Ce monsieur, attristé par un récent veuvage, et père d’une progéniture baba-cool, lit la Bible et souhaite être accompagné en cette aventure. Un gourou organisateur de « sessions bibliques » le laisse sur le bord du chemin. Notre homme est peu sensible aux fulgurances structurales du locuteur et du locuté. Plus, il est choqué par l’éviction de l’Ancien Testament lors de ces rencontres, et par la réponse qui lui est faite lorsqu’il s’en étonne : « Parce que la représentation de Dieu véhiculée par cette mentalité archaïque a fait beaucoup de mal, alors qu’elle ne nous concerne plus guère… » Ah, ce vieux fond de marcionisme qui n’en finit pas de tenailler le catholicisme ! Un peu désemparé, le néo-Rochelais écrit alors à la libraire du lieu, qu’il ne connaît pas.
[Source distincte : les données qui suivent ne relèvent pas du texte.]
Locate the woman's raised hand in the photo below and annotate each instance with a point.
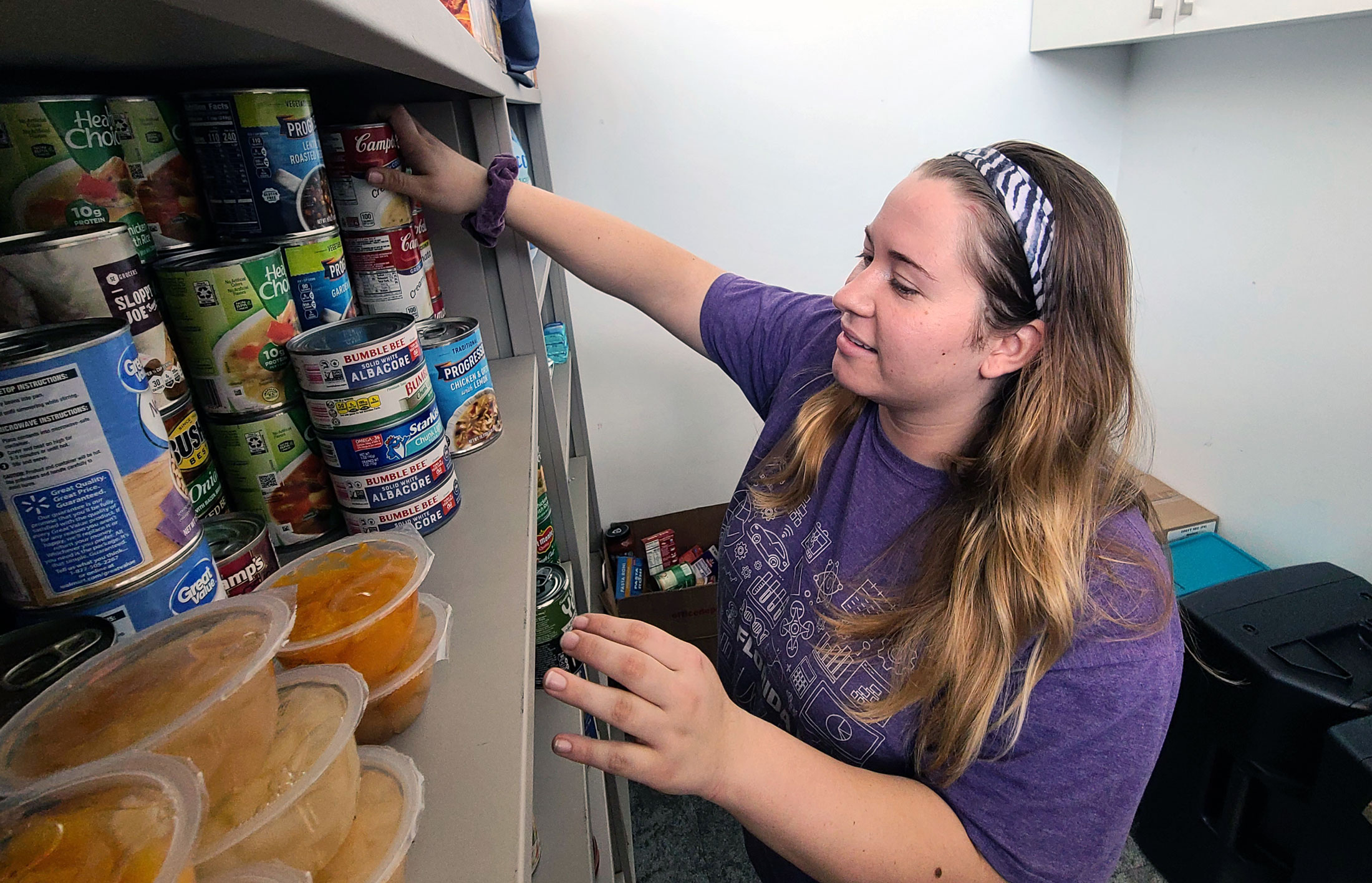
(443, 178)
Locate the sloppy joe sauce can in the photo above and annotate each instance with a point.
(426, 513)
(362, 410)
(91, 272)
(191, 454)
(272, 468)
(90, 498)
(349, 154)
(231, 313)
(389, 272)
(382, 447)
(259, 158)
(461, 379)
(355, 354)
(243, 552)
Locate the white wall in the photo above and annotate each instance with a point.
(1245, 183)
(763, 136)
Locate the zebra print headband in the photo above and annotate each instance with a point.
(1028, 206)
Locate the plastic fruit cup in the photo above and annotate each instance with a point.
(198, 686)
(389, 804)
(312, 797)
(128, 819)
(397, 701)
(344, 615)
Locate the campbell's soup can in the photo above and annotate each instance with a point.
(84, 273)
(243, 552)
(259, 160)
(349, 154)
(91, 498)
(389, 272)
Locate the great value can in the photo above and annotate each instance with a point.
(191, 454)
(461, 382)
(272, 468)
(90, 272)
(364, 410)
(153, 137)
(60, 165)
(426, 513)
(349, 154)
(389, 272)
(243, 552)
(91, 499)
(355, 354)
(259, 158)
(232, 314)
(390, 487)
(383, 447)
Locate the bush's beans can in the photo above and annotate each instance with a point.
(91, 499)
(259, 158)
(355, 354)
(349, 154)
(272, 468)
(60, 165)
(389, 272)
(90, 272)
(243, 552)
(184, 583)
(364, 410)
(386, 488)
(461, 382)
(232, 314)
(426, 513)
(153, 137)
(191, 454)
(383, 447)
(554, 610)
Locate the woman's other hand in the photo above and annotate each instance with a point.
(673, 704)
(443, 178)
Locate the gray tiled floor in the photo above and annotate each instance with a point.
(685, 839)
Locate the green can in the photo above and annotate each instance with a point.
(62, 165)
(153, 137)
(231, 313)
(272, 466)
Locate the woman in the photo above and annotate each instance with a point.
(947, 644)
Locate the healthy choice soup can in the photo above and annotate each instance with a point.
(232, 314)
(153, 137)
(90, 272)
(259, 158)
(272, 468)
(91, 498)
(62, 165)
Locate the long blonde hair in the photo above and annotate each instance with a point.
(1005, 557)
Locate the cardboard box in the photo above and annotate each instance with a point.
(688, 613)
(1181, 516)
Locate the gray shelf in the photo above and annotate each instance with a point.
(474, 741)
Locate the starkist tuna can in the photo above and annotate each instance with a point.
(91, 498)
(355, 354)
(383, 447)
(426, 514)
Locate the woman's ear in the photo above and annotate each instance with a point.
(1013, 351)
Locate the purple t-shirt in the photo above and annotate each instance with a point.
(1060, 805)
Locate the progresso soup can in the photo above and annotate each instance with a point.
(153, 137)
(232, 314)
(60, 165)
(90, 272)
(272, 468)
(259, 158)
(91, 498)
(461, 382)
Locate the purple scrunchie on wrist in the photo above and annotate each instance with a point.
(489, 220)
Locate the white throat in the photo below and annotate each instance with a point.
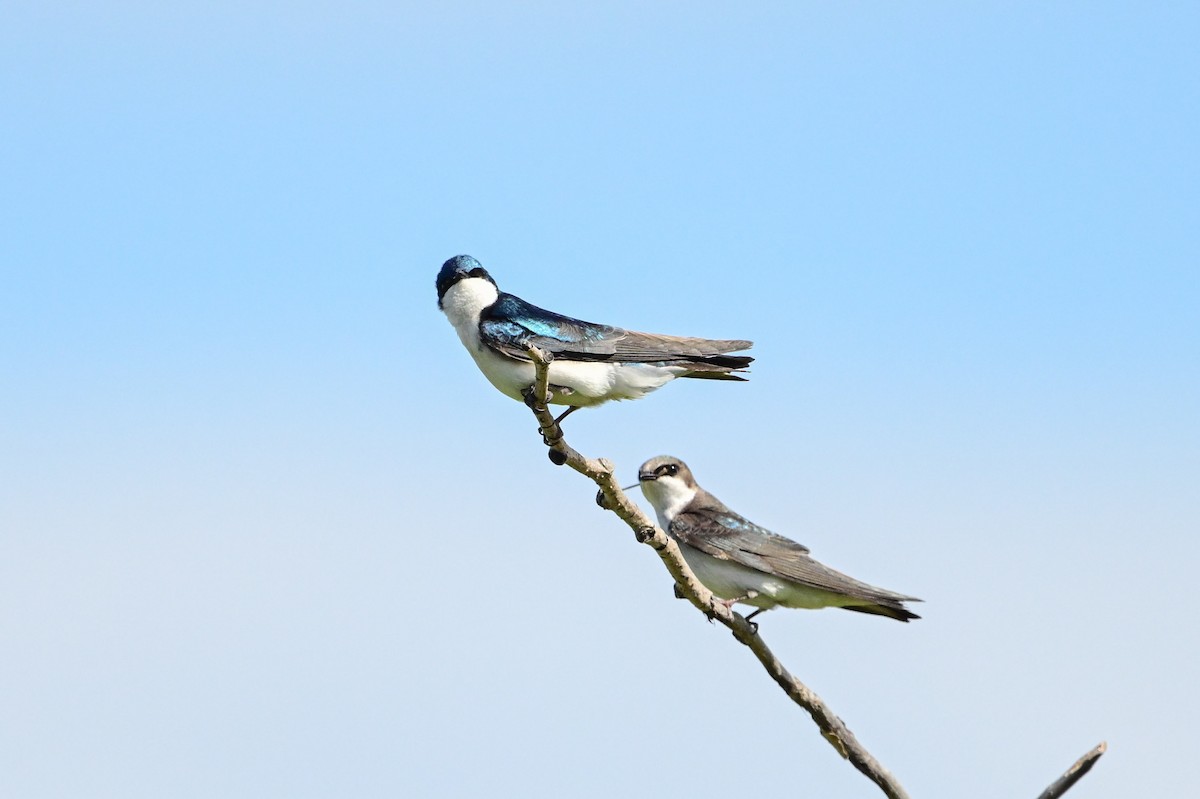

N’est-elle pas là, après tout, pour guider aussi ses visiteurs dans leurs lectures ? S’ensuit pendant quelques mois (les lettres sont datées de 1980) une correspondance où la libraire révèle une rare connaissance des modes de lecture de la Bible – en particulier chez les Pères de l’Église – et où les sensibilités des deux interlocuteurs sont en telle syntonie que le lecteur finit tout de même par se demander s’ils ne font pas qu’un (mais il a déjà été écrit que cela importait peu).  
Au coeur du dialogue gît l’injonction contradictoire à laquelle est confronté, à un moment où à un autre, tout lecteur de la Bible : l’envie de découvrir le texte par soi-même, comme il en va de n’importe quel ouvrage, est bientôt contrebattue par la révélation (le terme est employé à dessein) que cela ne « marche » pas. Chez celui qui signe A.B., cela devient « mon incapacité ou ma peur de devenir sujet de ma lecture ». Bonne thérapeute (A.B. la qualifiera même de « magicienne »), la libraire l’oriente d’abord vers des auteurs dont le génie leur a permis d’exprimer le saisissement par la parole biblique, Claudel au premier chef. Puis elle l’entraîne peu à peu dans un « parcours biblique » méthodique, des Pères de l’Église aux exégètes contemporains. Au fil des lectures suggérées (y compris des no­tes prises lors de conférences d’introduction à la lectio divina du regretté Philippe de Lignerolles) se dessinent des paysages qui sont autant d’appro­ches savoureuses de l’Écriture, les saveurs pouvant être aussi celles d’un irish coffee dont est donnée ici une fort belle recette. Au passage, quelques égarements politico-religieux, qui ont conduit à lire la Bible comme une paraphrase pléonastique du présent, sont remis à leur place sans méchan­ceté. Comme le rappelle la libraire, forte de toute sa culture en la matière, « l’interprétation spirituelle de l’Écriture commence par le respect du sens littéral, cette solide objectivité qui offre à tout un chacun l’hospitalité, que l’on soit révolutionnaire ou conservateur ».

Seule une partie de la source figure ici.